Germany

30 000 Lehrstellen unbesetzt - Warum sollten junge Menschen ein Handwerk lernen?

BILD am SONNTAG: Herr Wollseifer, warum sollte sich ein Jugendlicher lieber für einen Lehrbetrieb als für den Hörsaal entscheiden?

HANS PETER WOLLSEIFER: Das Handwerk ist unverzichtbar bei allen Zukunftsaufgaben – vor allem auch bei denen, die jungen Menschen heute am Herzen ­liegen. Wer Deutschland klimafreundlich gestalten möchte, sollte nicht nur demonstrieren, sondern auch installieren: Häuser energieeffizient sanieren, Ladesäulen und Solardächer installieren. Die Arbeit geht sicher nicht aus. Und wer sich fortbildet, hat im Handwerk beste Verdienst- und Karriere­optionen bis hin zum eigenen Chef.
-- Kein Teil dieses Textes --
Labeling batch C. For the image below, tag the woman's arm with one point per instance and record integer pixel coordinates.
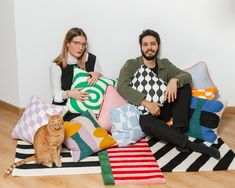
(55, 79)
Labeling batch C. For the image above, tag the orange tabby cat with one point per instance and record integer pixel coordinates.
(47, 144)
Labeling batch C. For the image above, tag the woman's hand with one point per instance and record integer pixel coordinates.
(153, 108)
(94, 76)
(171, 90)
(77, 94)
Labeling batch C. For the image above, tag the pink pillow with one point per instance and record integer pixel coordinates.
(112, 99)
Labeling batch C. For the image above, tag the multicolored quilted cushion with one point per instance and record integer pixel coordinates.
(34, 117)
(207, 93)
(112, 99)
(83, 136)
(125, 125)
(205, 117)
(96, 92)
(147, 82)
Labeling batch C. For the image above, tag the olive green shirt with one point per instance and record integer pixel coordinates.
(166, 71)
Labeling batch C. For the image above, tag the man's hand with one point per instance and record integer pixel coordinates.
(171, 90)
(152, 107)
(78, 94)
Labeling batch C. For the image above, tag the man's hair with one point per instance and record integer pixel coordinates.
(149, 32)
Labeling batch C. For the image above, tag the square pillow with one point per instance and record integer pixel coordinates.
(147, 82)
(200, 76)
(125, 125)
(34, 117)
(205, 117)
(96, 92)
(83, 136)
(112, 99)
(207, 93)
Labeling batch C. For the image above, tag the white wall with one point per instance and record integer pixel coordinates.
(191, 30)
(9, 90)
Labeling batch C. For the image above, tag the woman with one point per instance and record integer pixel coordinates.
(74, 52)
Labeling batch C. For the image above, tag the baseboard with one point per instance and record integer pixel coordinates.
(229, 110)
(11, 107)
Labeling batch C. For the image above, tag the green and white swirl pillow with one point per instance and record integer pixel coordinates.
(96, 92)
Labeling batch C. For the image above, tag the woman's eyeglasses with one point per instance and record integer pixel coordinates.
(79, 44)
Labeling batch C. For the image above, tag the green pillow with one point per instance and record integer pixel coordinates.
(96, 92)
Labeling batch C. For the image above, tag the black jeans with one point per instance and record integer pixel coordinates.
(179, 109)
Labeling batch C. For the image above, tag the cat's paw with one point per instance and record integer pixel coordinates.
(58, 163)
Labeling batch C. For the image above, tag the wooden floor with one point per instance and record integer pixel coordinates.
(220, 179)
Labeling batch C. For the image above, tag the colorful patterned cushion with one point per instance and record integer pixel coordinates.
(205, 117)
(147, 82)
(207, 93)
(83, 136)
(125, 125)
(34, 117)
(96, 92)
(112, 99)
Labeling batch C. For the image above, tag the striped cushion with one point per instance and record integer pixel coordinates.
(134, 164)
(96, 92)
(24, 149)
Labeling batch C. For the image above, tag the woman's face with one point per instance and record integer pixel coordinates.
(77, 46)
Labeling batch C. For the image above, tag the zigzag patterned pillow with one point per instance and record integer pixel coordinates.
(96, 92)
(147, 82)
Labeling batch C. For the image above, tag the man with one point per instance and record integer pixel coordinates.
(177, 96)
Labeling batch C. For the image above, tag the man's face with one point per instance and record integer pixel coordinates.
(149, 47)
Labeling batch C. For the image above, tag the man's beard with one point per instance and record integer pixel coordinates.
(149, 58)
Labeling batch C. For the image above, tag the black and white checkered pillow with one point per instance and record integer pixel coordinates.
(148, 83)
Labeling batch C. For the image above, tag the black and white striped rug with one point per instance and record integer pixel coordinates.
(89, 165)
(171, 160)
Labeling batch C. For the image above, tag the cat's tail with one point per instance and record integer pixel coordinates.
(19, 163)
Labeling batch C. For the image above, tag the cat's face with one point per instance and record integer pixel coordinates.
(56, 122)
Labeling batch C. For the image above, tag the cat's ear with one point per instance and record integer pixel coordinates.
(61, 114)
(48, 115)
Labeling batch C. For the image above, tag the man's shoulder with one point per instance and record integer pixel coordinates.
(134, 62)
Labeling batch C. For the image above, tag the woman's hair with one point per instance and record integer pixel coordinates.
(62, 58)
(149, 32)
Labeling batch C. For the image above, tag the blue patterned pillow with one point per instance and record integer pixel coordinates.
(205, 117)
(125, 125)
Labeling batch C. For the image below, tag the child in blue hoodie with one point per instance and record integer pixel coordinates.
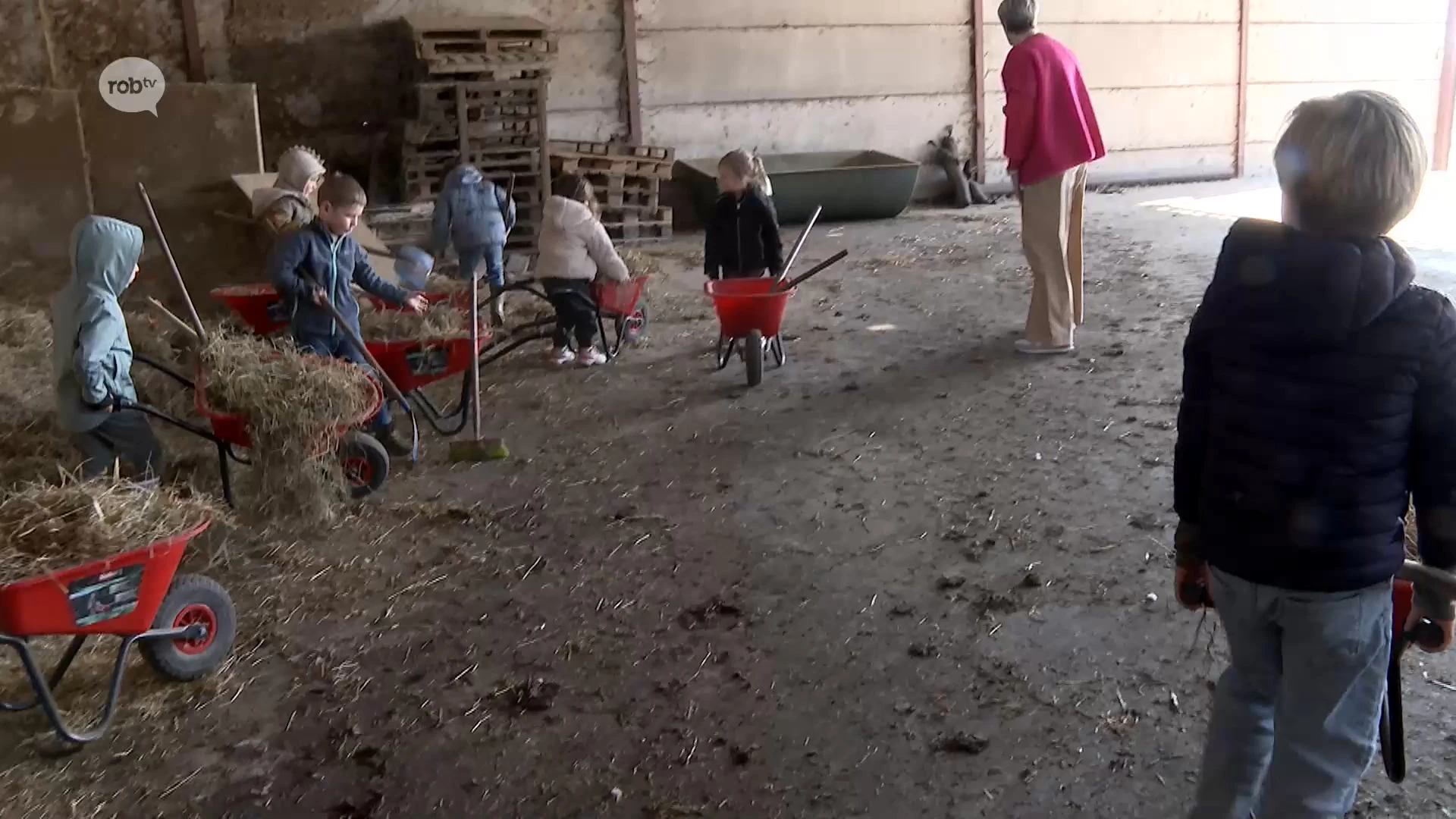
(475, 215)
(92, 353)
(1320, 398)
(319, 265)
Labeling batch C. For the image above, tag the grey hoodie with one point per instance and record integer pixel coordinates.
(92, 352)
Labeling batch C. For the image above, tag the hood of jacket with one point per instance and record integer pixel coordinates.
(86, 314)
(565, 215)
(296, 167)
(1289, 287)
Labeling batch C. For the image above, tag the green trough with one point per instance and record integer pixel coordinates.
(851, 186)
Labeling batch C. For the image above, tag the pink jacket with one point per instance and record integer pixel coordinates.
(1050, 124)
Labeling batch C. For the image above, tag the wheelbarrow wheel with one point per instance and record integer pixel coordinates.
(193, 601)
(366, 464)
(632, 328)
(753, 356)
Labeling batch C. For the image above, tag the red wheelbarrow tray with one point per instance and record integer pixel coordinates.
(253, 302)
(41, 607)
(394, 357)
(234, 428)
(745, 305)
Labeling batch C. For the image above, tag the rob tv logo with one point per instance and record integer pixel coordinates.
(133, 85)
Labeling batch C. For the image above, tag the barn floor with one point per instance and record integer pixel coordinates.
(912, 575)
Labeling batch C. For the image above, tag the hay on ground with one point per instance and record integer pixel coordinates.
(50, 526)
(440, 321)
(297, 407)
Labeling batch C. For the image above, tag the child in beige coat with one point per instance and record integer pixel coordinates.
(574, 251)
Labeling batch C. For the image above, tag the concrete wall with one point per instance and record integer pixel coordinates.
(788, 76)
(1164, 79)
(1304, 49)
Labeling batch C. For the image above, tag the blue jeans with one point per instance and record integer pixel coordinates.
(494, 259)
(1296, 714)
(341, 347)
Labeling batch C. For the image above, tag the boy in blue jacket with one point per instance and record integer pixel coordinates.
(92, 353)
(475, 215)
(319, 264)
(1320, 398)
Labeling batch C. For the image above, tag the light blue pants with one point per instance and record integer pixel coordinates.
(1296, 714)
(494, 259)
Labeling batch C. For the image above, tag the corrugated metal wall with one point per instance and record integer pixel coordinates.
(1304, 49)
(791, 76)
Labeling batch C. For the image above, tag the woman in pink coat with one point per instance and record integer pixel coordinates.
(1052, 136)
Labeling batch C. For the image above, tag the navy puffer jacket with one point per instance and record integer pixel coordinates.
(1320, 394)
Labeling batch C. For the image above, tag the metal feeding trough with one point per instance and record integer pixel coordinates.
(849, 184)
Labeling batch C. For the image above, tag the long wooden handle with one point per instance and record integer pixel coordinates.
(172, 262)
(359, 344)
(816, 270)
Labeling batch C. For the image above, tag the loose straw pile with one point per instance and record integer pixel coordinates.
(46, 528)
(297, 407)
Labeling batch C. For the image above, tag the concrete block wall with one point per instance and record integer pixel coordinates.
(1305, 49)
(791, 76)
(1164, 79)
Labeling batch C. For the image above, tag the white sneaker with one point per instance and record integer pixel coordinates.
(1033, 349)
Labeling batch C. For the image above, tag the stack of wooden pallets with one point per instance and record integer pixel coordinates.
(626, 181)
(481, 99)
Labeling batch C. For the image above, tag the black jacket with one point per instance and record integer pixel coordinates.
(743, 237)
(1320, 394)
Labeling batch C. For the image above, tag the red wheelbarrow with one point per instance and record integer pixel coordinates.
(364, 460)
(184, 624)
(750, 314)
(1411, 583)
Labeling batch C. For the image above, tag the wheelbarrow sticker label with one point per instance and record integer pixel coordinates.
(105, 596)
(428, 362)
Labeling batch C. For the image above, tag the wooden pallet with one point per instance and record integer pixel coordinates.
(472, 67)
(637, 228)
(485, 133)
(501, 31)
(628, 167)
(564, 148)
(622, 193)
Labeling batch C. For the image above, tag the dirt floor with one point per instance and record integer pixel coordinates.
(912, 575)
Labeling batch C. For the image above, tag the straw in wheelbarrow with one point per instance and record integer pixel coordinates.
(441, 319)
(296, 407)
(46, 528)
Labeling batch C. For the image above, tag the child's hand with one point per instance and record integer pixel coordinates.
(1414, 620)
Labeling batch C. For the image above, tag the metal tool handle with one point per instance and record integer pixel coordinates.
(359, 344)
(799, 243)
(813, 271)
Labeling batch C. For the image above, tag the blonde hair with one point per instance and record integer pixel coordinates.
(1351, 165)
(747, 167)
(1018, 17)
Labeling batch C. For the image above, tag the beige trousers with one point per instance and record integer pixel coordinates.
(1052, 240)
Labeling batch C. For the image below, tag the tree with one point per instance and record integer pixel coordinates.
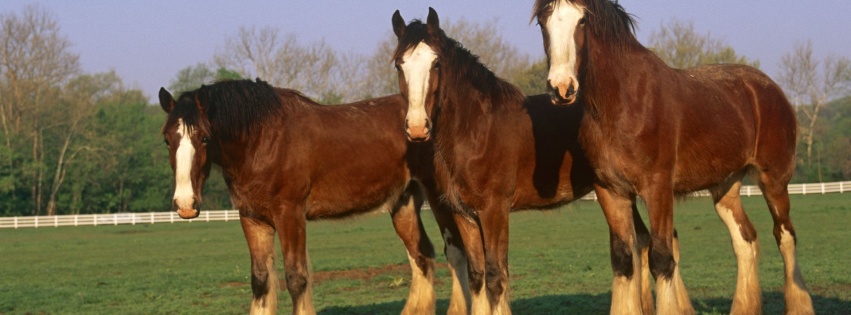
(34, 62)
(810, 88)
(77, 104)
(193, 77)
(282, 61)
(680, 46)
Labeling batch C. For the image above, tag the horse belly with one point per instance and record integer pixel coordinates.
(354, 193)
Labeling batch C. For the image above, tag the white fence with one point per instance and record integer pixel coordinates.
(794, 189)
(113, 219)
(232, 215)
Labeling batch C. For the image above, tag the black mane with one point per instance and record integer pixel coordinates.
(233, 107)
(466, 67)
(607, 19)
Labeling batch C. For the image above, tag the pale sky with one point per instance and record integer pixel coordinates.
(147, 42)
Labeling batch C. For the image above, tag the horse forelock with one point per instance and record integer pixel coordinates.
(186, 111)
(608, 20)
(415, 33)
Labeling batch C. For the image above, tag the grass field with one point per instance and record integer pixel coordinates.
(559, 263)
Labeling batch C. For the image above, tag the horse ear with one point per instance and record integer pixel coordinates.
(199, 104)
(432, 22)
(166, 101)
(398, 24)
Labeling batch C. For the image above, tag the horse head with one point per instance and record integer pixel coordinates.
(562, 25)
(186, 134)
(417, 61)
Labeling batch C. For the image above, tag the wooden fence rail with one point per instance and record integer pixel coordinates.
(233, 215)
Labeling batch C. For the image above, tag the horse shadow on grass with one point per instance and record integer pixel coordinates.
(598, 304)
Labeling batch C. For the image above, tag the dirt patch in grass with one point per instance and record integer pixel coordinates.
(365, 274)
(360, 274)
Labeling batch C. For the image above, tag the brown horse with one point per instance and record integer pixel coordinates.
(287, 159)
(655, 132)
(495, 150)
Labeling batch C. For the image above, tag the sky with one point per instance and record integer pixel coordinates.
(148, 42)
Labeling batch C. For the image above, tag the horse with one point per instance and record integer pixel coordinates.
(495, 150)
(287, 159)
(657, 132)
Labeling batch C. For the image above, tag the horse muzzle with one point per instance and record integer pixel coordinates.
(187, 212)
(563, 94)
(418, 132)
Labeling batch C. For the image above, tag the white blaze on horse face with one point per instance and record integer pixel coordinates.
(184, 196)
(416, 65)
(560, 28)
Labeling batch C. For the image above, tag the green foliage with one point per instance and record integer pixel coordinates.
(679, 45)
(832, 146)
(559, 263)
(533, 80)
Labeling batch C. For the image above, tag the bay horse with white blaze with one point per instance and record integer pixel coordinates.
(656, 132)
(287, 160)
(495, 150)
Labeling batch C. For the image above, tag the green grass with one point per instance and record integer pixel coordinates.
(559, 263)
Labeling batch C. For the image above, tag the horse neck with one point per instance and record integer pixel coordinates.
(609, 81)
(471, 93)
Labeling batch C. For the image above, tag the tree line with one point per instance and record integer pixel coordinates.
(75, 142)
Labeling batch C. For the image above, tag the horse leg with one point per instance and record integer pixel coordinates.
(264, 281)
(292, 233)
(728, 205)
(643, 242)
(679, 286)
(494, 223)
(459, 302)
(797, 296)
(626, 283)
(471, 236)
(409, 227)
(660, 205)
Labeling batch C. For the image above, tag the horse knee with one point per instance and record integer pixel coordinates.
(259, 283)
(296, 283)
(662, 262)
(494, 280)
(425, 264)
(621, 258)
(477, 279)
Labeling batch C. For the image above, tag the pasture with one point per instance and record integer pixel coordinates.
(559, 263)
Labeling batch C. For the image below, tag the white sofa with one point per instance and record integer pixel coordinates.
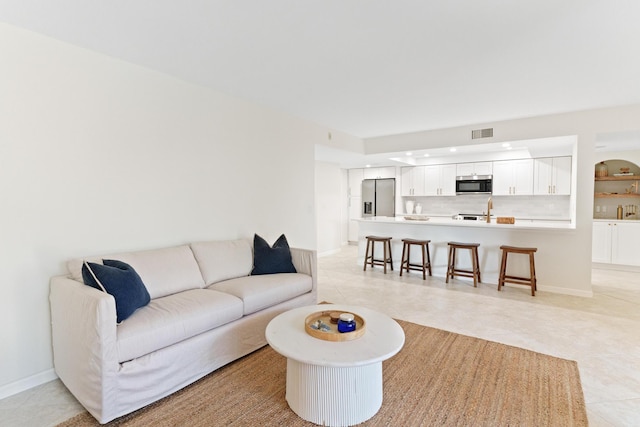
(206, 310)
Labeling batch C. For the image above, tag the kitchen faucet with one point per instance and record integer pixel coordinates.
(489, 207)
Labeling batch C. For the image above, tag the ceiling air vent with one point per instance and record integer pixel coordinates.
(482, 133)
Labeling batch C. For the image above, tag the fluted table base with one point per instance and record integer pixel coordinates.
(334, 396)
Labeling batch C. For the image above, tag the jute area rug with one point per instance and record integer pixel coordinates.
(438, 379)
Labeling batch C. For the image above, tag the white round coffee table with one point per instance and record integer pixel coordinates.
(334, 383)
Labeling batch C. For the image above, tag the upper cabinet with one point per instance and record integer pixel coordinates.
(513, 177)
(440, 180)
(552, 176)
(355, 182)
(470, 169)
(378, 173)
(412, 181)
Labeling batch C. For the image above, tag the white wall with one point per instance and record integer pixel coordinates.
(331, 196)
(98, 155)
(574, 247)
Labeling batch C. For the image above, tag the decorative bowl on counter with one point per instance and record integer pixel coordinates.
(416, 217)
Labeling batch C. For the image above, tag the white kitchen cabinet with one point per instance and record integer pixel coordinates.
(552, 176)
(440, 180)
(355, 182)
(513, 177)
(615, 242)
(470, 169)
(378, 173)
(412, 181)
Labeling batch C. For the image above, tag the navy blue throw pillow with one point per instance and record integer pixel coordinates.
(271, 259)
(120, 280)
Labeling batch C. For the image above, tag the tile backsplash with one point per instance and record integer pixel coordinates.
(523, 207)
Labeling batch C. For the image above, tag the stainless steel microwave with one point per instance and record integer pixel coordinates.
(476, 184)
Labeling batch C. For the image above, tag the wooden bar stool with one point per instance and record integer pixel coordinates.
(406, 257)
(504, 278)
(369, 258)
(475, 263)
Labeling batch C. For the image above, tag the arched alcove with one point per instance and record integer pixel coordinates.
(616, 186)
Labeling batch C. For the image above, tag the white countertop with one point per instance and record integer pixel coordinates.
(521, 224)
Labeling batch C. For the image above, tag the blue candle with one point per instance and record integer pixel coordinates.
(346, 323)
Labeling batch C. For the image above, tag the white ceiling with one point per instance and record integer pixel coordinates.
(371, 67)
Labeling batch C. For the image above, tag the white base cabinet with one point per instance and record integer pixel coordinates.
(615, 242)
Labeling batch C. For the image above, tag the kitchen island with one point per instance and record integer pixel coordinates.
(554, 269)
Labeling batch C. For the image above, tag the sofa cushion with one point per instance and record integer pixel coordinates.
(259, 292)
(120, 280)
(163, 271)
(171, 319)
(271, 260)
(222, 260)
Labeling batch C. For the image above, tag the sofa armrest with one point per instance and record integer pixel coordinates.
(305, 261)
(84, 333)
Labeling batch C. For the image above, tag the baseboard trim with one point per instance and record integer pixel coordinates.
(27, 383)
(566, 291)
(330, 252)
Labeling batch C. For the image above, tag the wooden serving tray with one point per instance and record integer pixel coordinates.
(506, 220)
(333, 334)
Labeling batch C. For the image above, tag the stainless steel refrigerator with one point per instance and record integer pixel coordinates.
(379, 197)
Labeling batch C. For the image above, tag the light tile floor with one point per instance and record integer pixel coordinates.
(601, 333)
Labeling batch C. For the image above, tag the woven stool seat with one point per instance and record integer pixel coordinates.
(369, 257)
(505, 278)
(453, 271)
(406, 264)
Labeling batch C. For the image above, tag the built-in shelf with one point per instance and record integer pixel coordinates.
(612, 195)
(618, 178)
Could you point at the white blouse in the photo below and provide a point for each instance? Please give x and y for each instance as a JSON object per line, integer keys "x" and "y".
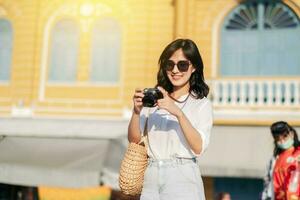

Wie ist die aktuelle Lage auf dem Ausbildungsmarkt?

Wir haben wieder mehr neue Ausbildungsverträge abgeschlossen als im Vorjahr: Ende Juni waren es 13,1 Prozent mehr, Ende Juli 6,5 Prozent. Doch wir sind noch lange nicht da, wo wir sein müssen. Aktuell sind rund 30 000 Lehrstellen unbesetzt.

Wie sehr bedroht dieser Azubi-Mangel das Handwerk?

Der Azubi-Mangel bedroht generell unsere Zukunftsfähigkeit. Nur mit genügend Fachkräften können der Infrastrukturausbau, Klimaschutz, die Energie- und Mobilitätswende gelingen, können wir die tägliche Versorgung sicherstellen. Hinzu kommt: In den kommenden fünf Jahren stehen rund 125.000 Betriebsübergaben an. Ohne ausreichend Nachwuchs könnten viele dieser Übergaben scheitern. Hier sind Arbeitsplätze massiv bedroht.

Hans Peter Wollseifer
Hans Peter WollseiferFoto: ZDH/Boris Trenkel

Wie erklären Sie sich, dass so wenige Jugendliche eine Ausbildung anstreben?

Zum einen sinkt die Zahl der Schulabgänger. Zum anderen hat es mit dem jahrzehntelangen Bildungsmantra zu tun, nur mit Abi und Studium lasse sich gesellschaftlicher Aufstieg erreichen. Eine glatte Fehleinschätzung: Ein Studium ist längst keine Jobgarantie mehr. Das Handwerk jedoch bietet sehr jobsichere Karriereperspektiven.

Welche Ausbildungsberufe sind besonders gefragt und welche haben den größten Mangel?

Bedarf besteht in allen Handwerksberufen, besonders im Bau – also Hoch-, Tief- und Straßenbau – und im Ausbau, in den Lebensmittelgewerken wie etwa Metzger oder Bäcker. Und in den mehr als 30 Gewerken, die heute schon im Klimaschutz arbeiten.

Was tun Sie, um mehr junge Menschen vom Handwerk zu überzeugen?

Seit vielen Jahren werben wir für die vielfältigen Möglichkeiten im Handwerk – vor allem über Social Media und zu Corona-Zeiten digital. Es gibt Ausbildungsberater in den Handwerkskammern, Speeddatings, Workshops. Aktuell findet der Sommer der Berufsbildung statt.

Wie kann die künftige Regierung den Azubi-Markt stabilisieren?

Ausbildungsbetriebe weiter entlasten! Kurzfristig muss sie das Bundesprogramm „Ausbildungsplätze sichern“ verlängern und grundsätzlich berufliche Bildung auf Augenhöhe mit der akademischen Bildung bringen, auch finanziell. Dafür muss Politik Geld in die Hand nehmen. Hochschulen bekommen Milliarden, aber bei der Ausstattung der Berufsschulen und überbetrieblichen Bildungsstätten hapert es. Und bei der Berufsorientierung an den Gymnasien muss endlich auch das Handwerk vorkommen. Berufliche Bildung muss uns allen deutlich mehr wert sein.